Scientists and clinicians have tackled Alzheimer's disease (AD) progression from multiple angles. But two approaches have become the most accepted: halt the accumulation of toxic protein aggregates called tau tangles, or prevent beta amyloid plaques from clustering in the brain, both of which may be responsible for the deterioration of the central nervous system, leading to dementia.
Researchers at the Flanders Interuniversity Institute for Biotechnology are opting for the latter approach, saying that the loss of a protein called G protein-coupled receptor 3 (GPR3) may lower the amyloid plaque aggregation, resulting in improved cognitive function.

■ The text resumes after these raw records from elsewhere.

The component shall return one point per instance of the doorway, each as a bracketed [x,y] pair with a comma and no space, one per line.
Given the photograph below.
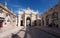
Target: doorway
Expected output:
[28,22]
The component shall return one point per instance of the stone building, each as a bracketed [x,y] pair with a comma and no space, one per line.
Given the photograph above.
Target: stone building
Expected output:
[52,16]
[27,17]
[7,18]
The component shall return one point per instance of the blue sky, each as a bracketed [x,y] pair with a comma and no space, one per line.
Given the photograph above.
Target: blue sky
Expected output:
[40,5]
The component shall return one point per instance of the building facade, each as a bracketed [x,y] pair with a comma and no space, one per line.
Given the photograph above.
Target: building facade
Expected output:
[27,17]
[7,17]
[51,17]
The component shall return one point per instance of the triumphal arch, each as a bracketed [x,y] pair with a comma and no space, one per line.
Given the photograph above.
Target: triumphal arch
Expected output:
[27,17]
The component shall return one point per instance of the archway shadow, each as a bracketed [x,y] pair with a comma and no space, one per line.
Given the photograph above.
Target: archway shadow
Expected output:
[16,35]
[28,32]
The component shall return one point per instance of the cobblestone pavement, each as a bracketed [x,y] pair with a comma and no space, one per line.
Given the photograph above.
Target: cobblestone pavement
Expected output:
[27,33]
[53,31]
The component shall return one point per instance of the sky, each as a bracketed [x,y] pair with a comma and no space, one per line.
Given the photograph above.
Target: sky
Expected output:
[40,5]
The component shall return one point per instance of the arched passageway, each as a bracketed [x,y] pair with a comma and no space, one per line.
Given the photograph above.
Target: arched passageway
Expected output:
[28,21]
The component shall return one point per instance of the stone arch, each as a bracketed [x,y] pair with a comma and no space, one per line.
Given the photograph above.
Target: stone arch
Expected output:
[28,21]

The team, led by Amantha Thathiah, presented its findings in the journal Science Translational Medicine earlier this week.
"We discovered that GPR3, a protein expressed in the brain, plays a significant role in the generation of amyloid-β peptides and accumulation of amyloid plaques," Thathiah said in a release. "Our research indicates that the absence of GPR3 alleviates the cognitive decline and reduces amyloid pathology in multiple disease-relevant models. These studies identify GPR3 as a therapeutic target for AD and provide a significant level of validation necessary for the future of AD drug discovery."
Their therapeutic target was confirmed when they showed that when GPR3 expression is increased it correlates with disease progression in postmortem brain tissue from two cohorts of AD patients.
With a series of setbacks in the field over the past decade, this study puts another molecule in the crosshairs for AD preclinical drug development.